Danny Adamopoulos, Motorola GM sales APAC Mature Markets, dropped into GadgetGuy for a chat about the smartphone industry in 2019 – warts and all!
Its one of those traditions where he can call a spade a bloody shovel and educate us on the issues behind the issues – the smartphone industry in 2019. It is also Motorola’s 90th birthday.
I like Danny. He is not afraid to discuss anything, and if we need to, we can ‘put the pen down’ (go off the record) to give me a better understanding. Our last chat was more about the rebirth of Motorola under Lenovo. This chat is about the smartphone industry in 2019. And he should know – 25 years in the game and 20 at Motorola.
It was a great Q&A, and we covered so much ground that
the best I can do is attribute this to him and paraphrase.
The smartphone industry in 2019 heralds the era of the affordable mid-range
While all the focus is on the glamorous and expensive flagship devices – Apple XS Max, Samsung Galaxy S10, Huawei Mate 20 Pro and phones costing well over $1,000 (and over $2,000) the real action is in two areas.
First, the sub $200 pre-paid market is experiencing massive growth.
We need product in all segments to succeed. Our 4G Moto C-series is a low cost ($129) outright not even prepaid. Value buyers see our brand as a strength, and you see it at Amazon, supermarkets and service stations. It is nothing fancy, but it delivers all essential Android features with our backing.
The Moto e5 is $199 with a 4,000mAh fast-charge battery, Qualcomm Snapdragon 425 processor, 2/16GB, 5.7”/18:9 screen, fingerprint reader, dual sim and separate microSD, Android One 8.0 and a decent front/rear ‘social media” 13/5MP camera. It is walking out the door faster than we can get them.
Motorola push features down. The moto e5 is as good as last years Moto G series at half the price. And good old Motorola quality means good reliability too.

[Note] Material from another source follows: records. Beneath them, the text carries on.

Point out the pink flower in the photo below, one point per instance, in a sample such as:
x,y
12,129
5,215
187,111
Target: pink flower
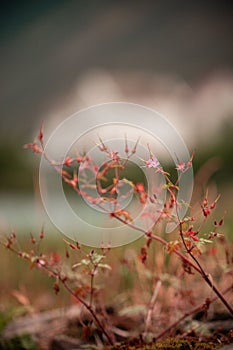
x,y
152,163
180,166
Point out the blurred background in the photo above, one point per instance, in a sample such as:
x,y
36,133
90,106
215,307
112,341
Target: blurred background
x,y
60,56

I think it would be hard for any other company to offer such
a comprehensive package without the strength of Lenovo’s supply chain and
buying power. At this price, you should expect a no-name processor and nowhere
near the LTE band coverage or camera quality!
We make this range in our factory – not at an ODM’d and
slapped together as quickly and as cheaply as possible. We put a lot of value
into it. The moto g6 plus has a dual, big pixel camera, Qualcomm Snapdragon 630
and 15W fast charging.
These are going to consumers who want most of the flagship features but realise that top tier smartphone prices are now way over the top. We are also getting ‘fleet sales’ where companies want a reasonable price device backed by Motorola. I dare say the moto g6 plus offers nearly double the features for well under half the price.

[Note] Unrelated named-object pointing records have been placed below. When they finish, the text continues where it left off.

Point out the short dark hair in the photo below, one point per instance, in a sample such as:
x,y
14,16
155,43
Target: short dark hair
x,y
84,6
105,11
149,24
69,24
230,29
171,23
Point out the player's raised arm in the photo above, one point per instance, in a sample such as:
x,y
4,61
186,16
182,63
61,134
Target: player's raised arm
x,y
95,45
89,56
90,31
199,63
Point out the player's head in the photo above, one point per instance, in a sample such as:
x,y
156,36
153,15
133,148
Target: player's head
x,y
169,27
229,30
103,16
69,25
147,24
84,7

The Moto Z series and Moto Mods offer some, if not the most innovative thinking in a smartphone and protects your investment. For example one of the first 5G smartphones in the US will be a 5G Mod for our Moto Z3 play. Everyone else is building an expensive all in one handset, and here we can do it with a Mod.
We didn’t bring the Moto Z3 here, just the lower-cost Moto Z3
Play, but we may grow this family in Australia in the future.
Most want a phone that works – price is going overboard.
Joe and Jane Average want a phone that works and won’t cost
them the earth. We call them the savvy consumer and their understanding of what
they need and what is under the bonnet is increasing.
More and more find they can get similar features [to a
flagship] for half or less of the price.
Have you noticed that the average flagship plan is typically $80 to $100+ per month or more plus the handset repayment? More buyers are going to monthly pre-paid to save lots of money.
Where once it was hard to leave the iOS ecosystem – it is
now becoming much easier with Android and certain apps.
Blind brand devotion is falling
People now understand that you don’t need to spend 1,000 dollars or more to get a well-featured phone.
We’re starting to see the rise of a new consumer group. This group is disillusioned by advertising and overly marketed products. They are not looking for the bells and whistles and just want a good quality phone, with long-lasting battery and great specs at a reasonable price. This group is really what has given birth to the mid-range smartphone market and what is challenging the larger handset players.
Motorola has a 64% upgrade retention rate (from one Motorola
model to the next) and many return buyers. About 20% of our buyers skipped a
generation and came back to Motorola after they have tried another brand.
Motorola is a powerful and respected brand and with Lenovo’s backing elicits
more brand loyalty than smartphone only companies.
What is a typical buyer?
In the end, it comes down to price, design, features and brand. If two brands have similar featured phones at the same price brand ‘cred’ wins. If money is a key motivator ‘specs’ win. And if you don’t care, then ‘Shallow Hal’ looks win.
Motorola has a lot of different consumers, and we can see that when we look at our retailers. Officeworks buyers are technical – bang-for-buck. If you go to JB Hi-Fi, you are a typical consumer and want recommendations that may end up costing a little more. If you like Good Guys, you are after a bargain.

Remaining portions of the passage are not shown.